Let's circle back to that main unsafe block inside realloc for a bit, shall we? As a reminder, it looks like this:

// realloc
unsafe {
    // First set new length in the serialized data
    let ptr = self.try_borrow_mut_data()?.as_mut_ptr().offset(-8) as *mut u64;
    *ptr = new_len as u64;

    // Then set the new length in the local slice
    let ptr = &mut *(((self.data.as_ptr() as *const u64).offset(1) as u64) as *mut u64);
    *ptr = new_len as u64;
}

We've seen how we could have ran into all sorts of issues here, with the usage of slice layout details, the reborrow creating an unbounded lifetime, and the RefCell borrow not accurately representing the actual usage of its contents. We can do better than this.

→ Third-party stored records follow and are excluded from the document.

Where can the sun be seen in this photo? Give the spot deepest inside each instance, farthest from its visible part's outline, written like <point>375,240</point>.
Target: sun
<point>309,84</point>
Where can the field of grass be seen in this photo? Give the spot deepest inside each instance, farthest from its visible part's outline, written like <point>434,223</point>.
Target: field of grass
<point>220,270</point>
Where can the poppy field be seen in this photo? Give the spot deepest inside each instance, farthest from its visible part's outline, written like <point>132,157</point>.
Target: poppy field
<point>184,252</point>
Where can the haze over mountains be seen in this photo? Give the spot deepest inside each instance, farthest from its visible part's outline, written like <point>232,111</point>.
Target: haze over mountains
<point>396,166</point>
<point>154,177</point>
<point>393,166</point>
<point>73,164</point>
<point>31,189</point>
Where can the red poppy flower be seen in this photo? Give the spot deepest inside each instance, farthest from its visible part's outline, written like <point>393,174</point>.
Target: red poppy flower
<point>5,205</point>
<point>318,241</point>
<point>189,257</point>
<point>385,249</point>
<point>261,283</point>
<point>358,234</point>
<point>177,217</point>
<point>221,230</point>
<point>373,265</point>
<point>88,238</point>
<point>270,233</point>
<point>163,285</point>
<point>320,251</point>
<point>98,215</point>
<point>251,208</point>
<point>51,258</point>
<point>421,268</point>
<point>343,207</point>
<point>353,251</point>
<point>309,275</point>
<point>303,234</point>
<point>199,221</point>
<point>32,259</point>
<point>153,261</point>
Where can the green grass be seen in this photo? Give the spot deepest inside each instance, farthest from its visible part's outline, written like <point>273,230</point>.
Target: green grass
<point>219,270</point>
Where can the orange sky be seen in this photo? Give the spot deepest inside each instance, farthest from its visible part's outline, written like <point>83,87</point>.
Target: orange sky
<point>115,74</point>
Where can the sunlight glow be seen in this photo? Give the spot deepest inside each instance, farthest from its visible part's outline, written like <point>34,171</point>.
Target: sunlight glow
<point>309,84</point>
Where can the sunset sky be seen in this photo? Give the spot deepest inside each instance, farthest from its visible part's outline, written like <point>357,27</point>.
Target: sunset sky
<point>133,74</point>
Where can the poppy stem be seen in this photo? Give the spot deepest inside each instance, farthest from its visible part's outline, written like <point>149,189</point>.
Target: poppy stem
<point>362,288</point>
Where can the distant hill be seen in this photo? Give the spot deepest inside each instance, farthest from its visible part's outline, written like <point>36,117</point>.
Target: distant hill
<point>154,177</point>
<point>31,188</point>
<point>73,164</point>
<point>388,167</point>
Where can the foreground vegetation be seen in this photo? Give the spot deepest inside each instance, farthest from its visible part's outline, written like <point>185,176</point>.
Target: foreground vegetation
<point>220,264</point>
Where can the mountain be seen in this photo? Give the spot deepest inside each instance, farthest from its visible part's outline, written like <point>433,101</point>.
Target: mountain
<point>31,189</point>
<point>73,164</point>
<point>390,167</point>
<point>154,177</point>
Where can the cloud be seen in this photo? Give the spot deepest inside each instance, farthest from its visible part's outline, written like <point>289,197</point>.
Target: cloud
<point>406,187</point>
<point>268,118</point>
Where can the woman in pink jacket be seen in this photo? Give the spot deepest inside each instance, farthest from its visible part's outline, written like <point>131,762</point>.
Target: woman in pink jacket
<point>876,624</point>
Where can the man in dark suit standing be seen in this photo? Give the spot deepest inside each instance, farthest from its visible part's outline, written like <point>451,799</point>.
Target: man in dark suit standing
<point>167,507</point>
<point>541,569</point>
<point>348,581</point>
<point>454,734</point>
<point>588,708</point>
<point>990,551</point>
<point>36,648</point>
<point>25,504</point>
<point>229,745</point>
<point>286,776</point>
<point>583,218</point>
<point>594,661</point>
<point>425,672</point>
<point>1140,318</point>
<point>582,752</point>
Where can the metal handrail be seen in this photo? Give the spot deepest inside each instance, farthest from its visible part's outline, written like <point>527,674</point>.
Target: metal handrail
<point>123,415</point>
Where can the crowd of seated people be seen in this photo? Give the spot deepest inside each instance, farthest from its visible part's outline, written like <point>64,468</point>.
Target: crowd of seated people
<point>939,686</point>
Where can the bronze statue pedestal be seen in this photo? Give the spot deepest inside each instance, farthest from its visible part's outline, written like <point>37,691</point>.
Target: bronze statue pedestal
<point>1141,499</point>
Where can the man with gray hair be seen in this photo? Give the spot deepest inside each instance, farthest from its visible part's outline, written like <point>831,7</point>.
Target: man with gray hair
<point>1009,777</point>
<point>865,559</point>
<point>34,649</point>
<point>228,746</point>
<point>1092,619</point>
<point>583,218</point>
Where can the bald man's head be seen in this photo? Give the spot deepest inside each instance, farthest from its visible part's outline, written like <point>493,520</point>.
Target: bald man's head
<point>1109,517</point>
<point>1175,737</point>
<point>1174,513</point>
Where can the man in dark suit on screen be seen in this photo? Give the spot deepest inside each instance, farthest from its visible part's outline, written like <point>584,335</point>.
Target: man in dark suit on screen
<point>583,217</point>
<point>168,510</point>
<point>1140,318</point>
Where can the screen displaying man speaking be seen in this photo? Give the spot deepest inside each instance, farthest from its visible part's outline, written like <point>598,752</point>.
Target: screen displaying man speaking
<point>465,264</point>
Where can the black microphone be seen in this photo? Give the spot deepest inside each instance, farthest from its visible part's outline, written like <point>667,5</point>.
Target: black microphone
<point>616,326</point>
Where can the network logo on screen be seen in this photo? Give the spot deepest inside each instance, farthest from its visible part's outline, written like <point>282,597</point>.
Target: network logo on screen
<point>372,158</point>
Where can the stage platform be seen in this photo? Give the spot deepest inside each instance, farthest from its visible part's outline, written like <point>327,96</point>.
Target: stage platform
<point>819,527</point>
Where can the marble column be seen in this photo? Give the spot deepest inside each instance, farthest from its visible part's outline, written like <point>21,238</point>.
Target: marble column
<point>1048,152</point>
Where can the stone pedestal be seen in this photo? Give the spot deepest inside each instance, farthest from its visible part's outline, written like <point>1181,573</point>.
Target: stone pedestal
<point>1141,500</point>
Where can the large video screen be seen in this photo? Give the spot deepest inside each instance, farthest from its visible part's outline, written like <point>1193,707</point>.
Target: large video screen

First, let's deal with the RefCell borrowing issue. When we try_borrow_mut_data, we get a RefMut back, which represents our borrow of the RefCell's data. The fix here is simple: keep that RefMut around and use it to access the data, instead of using RefCell::as_ptr. Next, the slice; again, the fix is simple. Instead of attempting to modify just the length field, and resorting to using layout information to do so since Rust slices are immutable, we can simply construct a new slice reference and set that. The Rust compiler4 is smart enough to realize that the only thing changing is the length field, and so only emits the code to set the length5. So then we get:

let mut slice = self.try_borrow_mut_data()?;

// First set new length in the serialized data
let ptr = unsafe { slice.as_mut_ptr().offset(-8) } as *mut u64;
unsafe { *ptr = new_len as u64 };

// Then set the new length in the local slice
*slice = unsafe { std::slice::from_raw_parts_mut(slice.as_mut_ptr(), new_len) };

No more pointer casting except for the one place that actually needs it (since the ABI for the serialized buffer uses a u64 and not a usize for the size field, given that usize is architecture-dependent), and no dependency on slice reference internals!6

Footnotes

  1. I find it helpful to view owning an Rc<T> as holding a shared reference to the underlying T (stored in the magical land of I-don't-need-to-care-about-this-object-not-living-long-enough known as the heap). Owning the reference ensures that the actual data stays alive, however all you have is a reference to the T (through the Deref<Target = T> impl) - not ownership of the T. In short, owning an Rc<T> is owning a (shared, read-only) reference to T, not owning T directly like with Box<T>.
  2. !Send + !Sync
  3. Note that this is a terrible idea for yet another reason: AccountInfo is not declared with #[repr(C)], meaning that, once again, we're dealing with no layout guarantees. But thanks to the power of blockchain, fixing this ABI interface breaks the entire chain since old contracts will no longer work. So, we're stuck with cobbling together some kind of interface to the specific layout of the specific rustc versions used to build on-chain code for all eternity...
  4. Actually, it's LLVM that does the optimization
  5. Click here for a Compiler Explorer link showing this - note that the code for both implementations is almost identical. And yes, it's x86_64 and not eBPF, but unfortunately Compiler Explorer doesn't have Rust libcore available for other architectures yet.
  6. The astute reader may have noticed that from_raw_parts_mut still returns an unbounded lifetime (notice in the signature unsafe fn from_raw_parts_mut<'a, T>(data: *mut T, len: usize) -> &'a mut [T], the lifetime parameter 'a does not appear in the arguments). However, we immediately constrain the lifetime by assigning it to *slice, which is &'info [u8] (where 'info is the lifetime parameter of the AccountInfo struct) - this is exactly the lifetime we started with.